I've been using Elasticsearch for quite a few years now and it powers one of my sites which deals with 3d points in space (effectively solar systems in the galaxy and the bodies within those solar systems).
It works mostly fine and I've upgraded Elasticsearch several times and the data size continues to grow (currently sitting at around 90million bodies).
However the most common use case is to sort by euclidean distance from a specific location in 3d space, so long as the filter stages reduce the data size by enough this is fine, however when a filter produces millions of results (or there is no filter) elasticsearch has to calculate the pythagorean distance for every record in order to return the top x nearest neighbours. The worst case currently takes 20 seconds (no filter, sort by distance) on my elasticsearch installation which is unacceptable for me.
I had been watching https://www.elastic.co/blog/lucene-points-6.0 with great anticipation but this seems to have gone by the wayside. There are several plugins which allow for nearest neighbour filtering (normally for classifying images). These end up using angular difference which whilst helpful isn't the same as euclidean distance so they don't really fit my use case.
I had considered using geohashing or subdividing the galaxy into quadrants and calculating distances from all of those up front, which would potentially work but would create a serious number of edge cases to handle or else the orders would end up wrong.

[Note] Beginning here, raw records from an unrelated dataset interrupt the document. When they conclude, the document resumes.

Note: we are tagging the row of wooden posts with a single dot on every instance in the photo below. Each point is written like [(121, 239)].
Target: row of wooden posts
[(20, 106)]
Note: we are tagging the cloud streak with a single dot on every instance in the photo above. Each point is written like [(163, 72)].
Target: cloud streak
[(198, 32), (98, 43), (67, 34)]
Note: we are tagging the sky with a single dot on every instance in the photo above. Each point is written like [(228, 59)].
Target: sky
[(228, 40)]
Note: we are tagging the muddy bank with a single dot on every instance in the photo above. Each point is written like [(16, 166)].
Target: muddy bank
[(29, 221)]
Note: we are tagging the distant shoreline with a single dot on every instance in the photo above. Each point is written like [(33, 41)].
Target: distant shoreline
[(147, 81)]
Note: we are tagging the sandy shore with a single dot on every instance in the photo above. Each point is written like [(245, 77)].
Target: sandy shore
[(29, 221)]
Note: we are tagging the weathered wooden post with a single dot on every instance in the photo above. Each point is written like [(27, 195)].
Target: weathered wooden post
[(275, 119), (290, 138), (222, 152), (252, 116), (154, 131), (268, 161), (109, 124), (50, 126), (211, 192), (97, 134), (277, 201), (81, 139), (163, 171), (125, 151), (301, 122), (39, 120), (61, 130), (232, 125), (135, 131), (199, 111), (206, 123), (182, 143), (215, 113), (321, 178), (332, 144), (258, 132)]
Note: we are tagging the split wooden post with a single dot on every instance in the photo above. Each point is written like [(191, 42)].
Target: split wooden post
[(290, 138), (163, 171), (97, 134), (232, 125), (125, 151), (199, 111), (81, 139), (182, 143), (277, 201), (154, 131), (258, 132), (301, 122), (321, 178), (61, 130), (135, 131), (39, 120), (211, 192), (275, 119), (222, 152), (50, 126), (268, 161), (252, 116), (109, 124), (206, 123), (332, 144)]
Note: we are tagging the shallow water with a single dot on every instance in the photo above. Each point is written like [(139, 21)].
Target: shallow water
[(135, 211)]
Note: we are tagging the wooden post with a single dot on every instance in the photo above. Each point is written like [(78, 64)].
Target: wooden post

I know that the underlying lucene supports n dimensional kd-trees for the index and so I've eventually decided that adding a new datatype/index plugin to expose those for sorting might solve my issue, however I'm a little stuck on this part. There is documentation for plugin authors but after reading through it I'm not even sure where to start adding it. I did consider checking through the 2d geographic code which is already in elasticsearch as I'm guessing this already uses the kd-trees just specialised for 2d and as such may only require a small amount of modification to get them to work in n dimensions (in my case I only need 3 but I can forsee other people desiring more) but after grepping and perusing the source I struggled to find exactly where the lucene index type for geo points was defined and where it integrates with the sort routines.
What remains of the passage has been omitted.